Now let me address where I believe fundamentalism makes its error. Consider someone who has a large map printed on paper, and who must make some measurements from the map as accurately as possible. Suppose there is a drafting table available, with a sliding ruler such that positions and angles may be read off. Now we all know, from Euclidean geometry, that to unambiguously position a shape in two dimensions, all we need do is define two points. So let us hold the map on the table by putting a small piece of sticking tape on one corner. As the tape covers more than two points, by Euclidean geometry it has fixed the map precisely, and so we can proceed to take our highly accurate measurements. Or can we? The tape isn't perfectly inelastic, nor is the glue on the tape infinitely strong and rigid, neither is the paper perfectly flat and undeformable. In short, the rest of the paper, unfixed, will slip and slop this way and that and the measurements will be defective.

By contrast, the wise person in this situation will spread the map as carefully as possible and fix it at least at all four corners before taking measurements. In other words, irrespective of the 'proof' that follows from Euclidean principles about one piece of tape in one corner, the wise person secures the entire picture against errors. Even by doing so there is no guarantee of perfection, but we do know that there are limits to how far the map can slip as we take our readings.

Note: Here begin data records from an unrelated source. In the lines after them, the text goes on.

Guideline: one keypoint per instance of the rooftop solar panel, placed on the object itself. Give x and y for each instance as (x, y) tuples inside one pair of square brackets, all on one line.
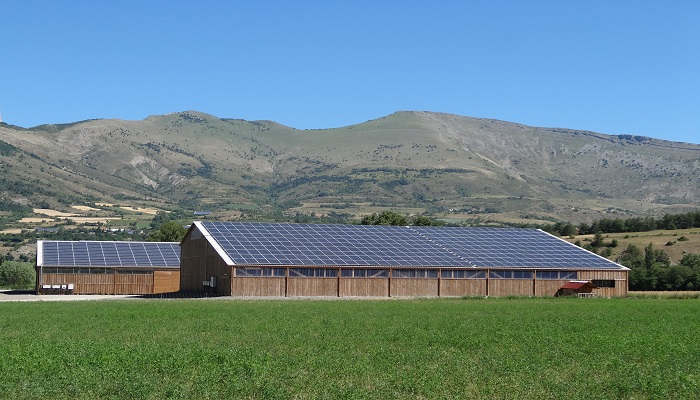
[(514, 248), (247, 243), (109, 254), (327, 245)]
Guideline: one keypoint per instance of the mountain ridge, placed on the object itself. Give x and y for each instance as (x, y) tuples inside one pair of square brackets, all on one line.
[(432, 161)]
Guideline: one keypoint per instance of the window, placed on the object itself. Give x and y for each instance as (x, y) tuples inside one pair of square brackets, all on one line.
[(414, 273), (603, 282), (510, 274), (127, 271), (462, 274), (363, 273), (313, 273), (259, 272)]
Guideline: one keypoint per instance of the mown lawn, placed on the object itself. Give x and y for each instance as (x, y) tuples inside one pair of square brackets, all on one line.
[(401, 349)]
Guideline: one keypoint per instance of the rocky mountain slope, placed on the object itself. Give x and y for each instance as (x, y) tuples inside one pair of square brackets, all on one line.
[(438, 162)]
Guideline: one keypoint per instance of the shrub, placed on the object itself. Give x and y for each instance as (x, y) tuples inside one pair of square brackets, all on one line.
[(17, 275)]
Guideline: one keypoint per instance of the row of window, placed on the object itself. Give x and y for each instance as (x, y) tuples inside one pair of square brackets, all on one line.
[(96, 270), (404, 273)]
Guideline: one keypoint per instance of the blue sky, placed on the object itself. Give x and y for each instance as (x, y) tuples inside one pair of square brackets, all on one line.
[(615, 67)]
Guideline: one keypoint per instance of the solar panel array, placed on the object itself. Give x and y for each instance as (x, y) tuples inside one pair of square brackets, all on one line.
[(364, 245), (116, 254), (514, 248), (327, 245)]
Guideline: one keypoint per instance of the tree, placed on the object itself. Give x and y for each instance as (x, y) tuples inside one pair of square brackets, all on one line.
[(17, 275), (170, 231), (384, 218)]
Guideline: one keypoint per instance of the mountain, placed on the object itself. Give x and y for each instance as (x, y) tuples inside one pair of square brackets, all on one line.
[(444, 164)]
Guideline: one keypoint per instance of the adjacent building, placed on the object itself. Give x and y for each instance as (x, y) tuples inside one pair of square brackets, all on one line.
[(104, 267)]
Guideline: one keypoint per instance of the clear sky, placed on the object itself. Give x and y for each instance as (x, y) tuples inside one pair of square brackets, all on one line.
[(615, 67)]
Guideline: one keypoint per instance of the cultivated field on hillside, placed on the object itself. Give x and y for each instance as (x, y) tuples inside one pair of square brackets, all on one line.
[(216, 348)]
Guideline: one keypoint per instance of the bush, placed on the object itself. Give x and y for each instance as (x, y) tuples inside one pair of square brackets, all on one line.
[(17, 275)]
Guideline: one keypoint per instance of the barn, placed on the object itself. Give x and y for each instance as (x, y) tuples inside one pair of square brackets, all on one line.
[(293, 260), (104, 267)]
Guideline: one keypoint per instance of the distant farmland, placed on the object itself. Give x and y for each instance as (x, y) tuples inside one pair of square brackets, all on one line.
[(481, 348)]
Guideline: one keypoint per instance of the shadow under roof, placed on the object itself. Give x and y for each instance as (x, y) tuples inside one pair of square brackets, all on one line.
[(107, 254), (290, 244)]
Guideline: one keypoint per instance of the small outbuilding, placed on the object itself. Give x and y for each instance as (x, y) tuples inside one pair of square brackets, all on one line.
[(287, 260), (105, 267)]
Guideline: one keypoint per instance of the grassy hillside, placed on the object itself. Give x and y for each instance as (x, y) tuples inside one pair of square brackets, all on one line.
[(450, 166)]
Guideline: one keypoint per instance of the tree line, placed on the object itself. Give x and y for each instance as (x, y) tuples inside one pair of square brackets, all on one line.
[(635, 224)]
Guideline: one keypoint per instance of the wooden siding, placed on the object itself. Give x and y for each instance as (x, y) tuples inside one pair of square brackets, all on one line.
[(408, 287), (620, 278), (258, 287), (103, 283), (548, 288), (364, 287), (510, 287), (462, 287), (312, 287), (165, 281)]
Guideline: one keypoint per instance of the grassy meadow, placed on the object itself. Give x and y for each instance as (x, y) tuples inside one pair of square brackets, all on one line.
[(638, 348)]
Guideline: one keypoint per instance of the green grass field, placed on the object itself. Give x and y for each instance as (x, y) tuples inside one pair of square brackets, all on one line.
[(384, 349)]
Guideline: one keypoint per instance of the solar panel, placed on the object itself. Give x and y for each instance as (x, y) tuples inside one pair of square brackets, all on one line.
[(327, 245), (248, 243), (110, 254)]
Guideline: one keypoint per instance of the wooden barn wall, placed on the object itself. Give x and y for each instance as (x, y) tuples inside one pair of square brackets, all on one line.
[(103, 283), (462, 287), (620, 278), (166, 281), (193, 264), (364, 287), (510, 287), (548, 288), (424, 287), (199, 261), (249, 286), (312, 287)]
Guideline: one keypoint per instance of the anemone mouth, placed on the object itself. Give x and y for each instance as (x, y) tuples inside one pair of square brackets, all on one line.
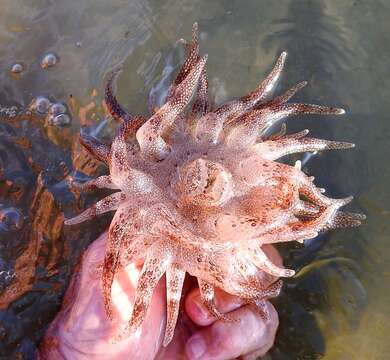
[(205, 199)]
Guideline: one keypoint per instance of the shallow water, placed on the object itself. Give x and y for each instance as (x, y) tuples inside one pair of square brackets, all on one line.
[(337, 306)]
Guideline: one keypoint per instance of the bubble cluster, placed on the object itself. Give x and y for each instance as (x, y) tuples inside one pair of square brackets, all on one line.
[(11, 219), (49, 60), (40, 105), (57, 109), (59, 120), (17, 68)]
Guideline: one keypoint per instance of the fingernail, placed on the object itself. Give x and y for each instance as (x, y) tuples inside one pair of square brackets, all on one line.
[(196, 347), (200, 309)]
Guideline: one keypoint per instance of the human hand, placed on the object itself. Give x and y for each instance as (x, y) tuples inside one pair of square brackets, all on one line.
[(82, 329)]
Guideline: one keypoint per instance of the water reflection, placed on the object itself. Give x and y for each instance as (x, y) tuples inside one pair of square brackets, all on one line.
[(336, 307)]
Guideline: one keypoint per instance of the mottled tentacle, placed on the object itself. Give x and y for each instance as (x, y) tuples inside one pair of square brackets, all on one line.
[(301, 230), (281, 99), (109, 203), (175, 278), (260, 259), (207, 295), (95, 147), (149, 136), (114, 108), (192, 57), (256, 96), (275, 149), (201, 104), (156, 264), (121, 235), (260, 302), (102, 182)]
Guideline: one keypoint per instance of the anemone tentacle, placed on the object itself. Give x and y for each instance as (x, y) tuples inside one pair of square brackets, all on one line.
[(201, 192)]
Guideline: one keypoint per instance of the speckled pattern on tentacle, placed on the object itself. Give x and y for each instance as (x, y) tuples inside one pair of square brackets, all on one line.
[(199, 191)]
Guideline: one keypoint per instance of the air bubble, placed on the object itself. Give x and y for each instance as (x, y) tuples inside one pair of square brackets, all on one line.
[(41, 105), (49, 60), (17, 68), (59, 120), (57, 109), (11, 219)]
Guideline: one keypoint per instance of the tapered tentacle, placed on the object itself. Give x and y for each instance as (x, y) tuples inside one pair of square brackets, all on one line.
[(306, 209), (269, 116), (119, 243), (109, 203), (344, 219), (256, 96), (297, 135), (301, 230), (149, 136), (260, 259), (281, 99), (260, 302), (251, 125), (207, 295), (102, 182), (201, 104), (315, 194), (95, 147), (114, 108), (192, 57), (157, 262), (175, 278), (280, 134), (273, 150)]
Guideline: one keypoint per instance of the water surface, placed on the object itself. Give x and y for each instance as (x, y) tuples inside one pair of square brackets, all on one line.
[(337, 306)]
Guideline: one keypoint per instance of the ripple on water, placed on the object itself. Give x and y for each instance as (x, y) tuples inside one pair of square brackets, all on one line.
[(49, 60), (11, 219), (17, 68), (40, 105)]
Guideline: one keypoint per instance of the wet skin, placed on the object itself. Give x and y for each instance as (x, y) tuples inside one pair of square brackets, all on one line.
[(82, 329)]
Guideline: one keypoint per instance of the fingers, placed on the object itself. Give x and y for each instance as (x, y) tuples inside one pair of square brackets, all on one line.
[(249, 336), (198, 312)]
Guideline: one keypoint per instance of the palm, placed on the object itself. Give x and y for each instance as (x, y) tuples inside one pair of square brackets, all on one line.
[(82, 327)]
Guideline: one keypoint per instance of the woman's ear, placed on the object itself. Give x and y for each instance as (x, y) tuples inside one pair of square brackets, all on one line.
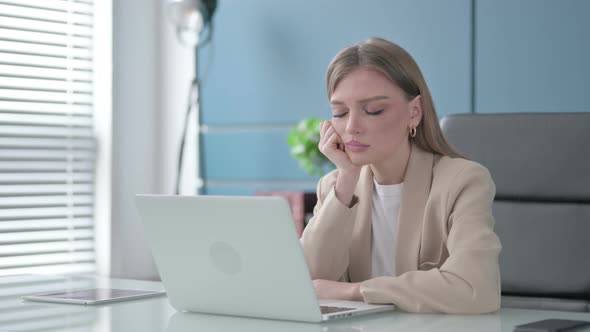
[(416, 111)]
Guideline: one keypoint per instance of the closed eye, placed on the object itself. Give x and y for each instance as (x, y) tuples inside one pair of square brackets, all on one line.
[(374, 113)]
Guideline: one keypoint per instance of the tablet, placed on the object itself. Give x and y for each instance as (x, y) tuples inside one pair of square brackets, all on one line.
[(93, 296)]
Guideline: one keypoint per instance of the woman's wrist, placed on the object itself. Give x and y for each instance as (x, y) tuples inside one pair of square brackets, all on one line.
[(345, 184)]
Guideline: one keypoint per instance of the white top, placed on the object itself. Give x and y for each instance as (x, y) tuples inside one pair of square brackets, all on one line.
[(385, 215)]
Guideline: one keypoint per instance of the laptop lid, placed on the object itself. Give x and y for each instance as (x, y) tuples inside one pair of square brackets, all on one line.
[(229, 255)]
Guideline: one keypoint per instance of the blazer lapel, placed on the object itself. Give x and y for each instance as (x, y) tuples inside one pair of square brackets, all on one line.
[(359, 267), (416, 189)]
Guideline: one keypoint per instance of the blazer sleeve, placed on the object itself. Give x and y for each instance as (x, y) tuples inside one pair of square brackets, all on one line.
[(327, 237), (469, 280)]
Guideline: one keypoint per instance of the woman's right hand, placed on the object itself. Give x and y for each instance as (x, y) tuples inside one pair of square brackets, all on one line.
[(332, 146)]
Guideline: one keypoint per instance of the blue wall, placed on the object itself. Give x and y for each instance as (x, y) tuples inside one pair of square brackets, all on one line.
[(265, 69)]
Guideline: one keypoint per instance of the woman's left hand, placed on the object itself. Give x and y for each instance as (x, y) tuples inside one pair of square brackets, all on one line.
[(335, 290)]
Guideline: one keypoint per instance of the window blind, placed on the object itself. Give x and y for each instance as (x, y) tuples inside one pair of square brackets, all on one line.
[(47, 144)]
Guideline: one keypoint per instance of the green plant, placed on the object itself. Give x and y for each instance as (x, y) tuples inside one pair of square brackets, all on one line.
[(303, 140)]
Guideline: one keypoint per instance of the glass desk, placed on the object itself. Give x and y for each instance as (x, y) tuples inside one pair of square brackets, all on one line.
[(156, 314)]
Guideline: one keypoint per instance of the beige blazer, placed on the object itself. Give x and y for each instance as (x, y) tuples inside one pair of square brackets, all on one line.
[(446, 249)]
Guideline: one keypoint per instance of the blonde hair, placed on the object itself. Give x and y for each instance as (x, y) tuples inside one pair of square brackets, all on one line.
[(399, 66)]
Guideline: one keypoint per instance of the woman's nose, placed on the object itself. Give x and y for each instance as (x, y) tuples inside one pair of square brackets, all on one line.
[(353, 124)]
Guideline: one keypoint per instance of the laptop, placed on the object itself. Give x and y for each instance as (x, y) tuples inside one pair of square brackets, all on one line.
[(235, 255)]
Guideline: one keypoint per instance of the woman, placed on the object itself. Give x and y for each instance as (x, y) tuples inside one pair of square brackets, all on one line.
[(403, 219)]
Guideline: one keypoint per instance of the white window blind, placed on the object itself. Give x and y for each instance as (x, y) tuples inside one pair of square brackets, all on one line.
[(47, 145)]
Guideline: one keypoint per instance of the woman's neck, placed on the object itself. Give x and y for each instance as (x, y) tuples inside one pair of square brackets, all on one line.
[(392, 170)]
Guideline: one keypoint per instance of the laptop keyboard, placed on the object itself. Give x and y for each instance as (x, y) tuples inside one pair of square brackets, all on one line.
[(328, 310)]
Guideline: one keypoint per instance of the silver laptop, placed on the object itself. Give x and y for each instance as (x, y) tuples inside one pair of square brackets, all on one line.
[(235, 255)]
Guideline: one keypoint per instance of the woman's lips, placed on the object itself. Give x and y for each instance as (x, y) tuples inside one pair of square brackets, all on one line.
[(356, 146)]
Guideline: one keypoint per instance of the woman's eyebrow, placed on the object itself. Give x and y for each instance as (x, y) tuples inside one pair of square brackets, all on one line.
[(362, 101)]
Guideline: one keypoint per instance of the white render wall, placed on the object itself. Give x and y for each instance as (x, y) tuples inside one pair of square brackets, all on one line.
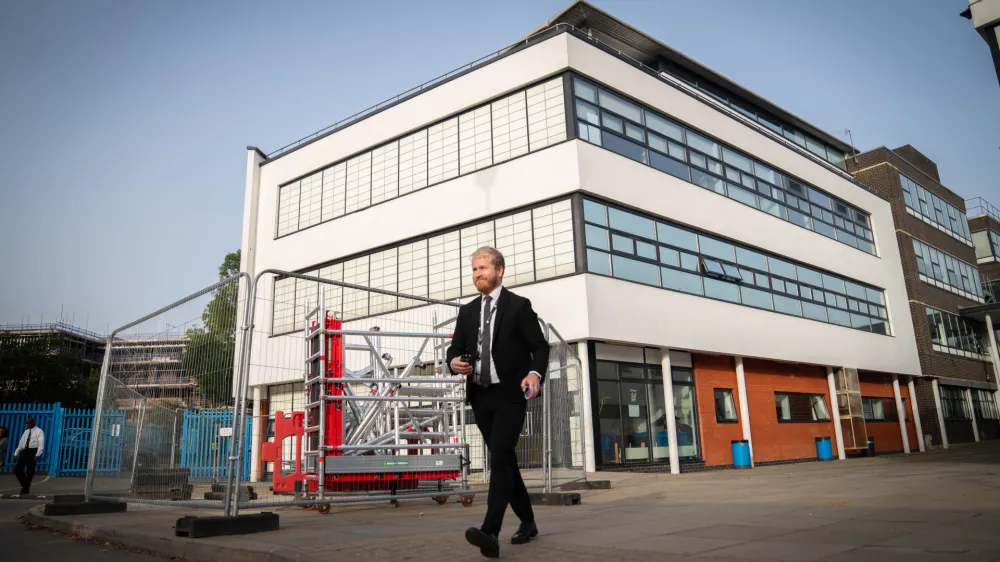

It is a philosophical version of this mistake that I think best describes the fundamentalist program. Whether the fundamentalist decrees Jesus or Muhammad or Bahá'u'lláh to be the infallble authority, they fix their teachings firmly to their map of reality in one corner and expect the whole map to give infallible readings, regardless of the fact that we know we are fallible beings in a universe in which there is 'many a slip between cup and lip'. Thus, a fundamentalist fixes his belief in a religious text and decrees the sheer logic of the text to be the total basis of his understanding. Anything whatever that can be deduced from the text is accepted, no matter how unreasonable or how contrary to the obvious spirit of the religion's teachings the deduction may be. It seems to me that there is an arrogance in this process, as the fundamentalist is effectively saying that he can vouch absolutely for the correctness of the original text, translate and interpret it perfectly, and infallibly deduce its consequences.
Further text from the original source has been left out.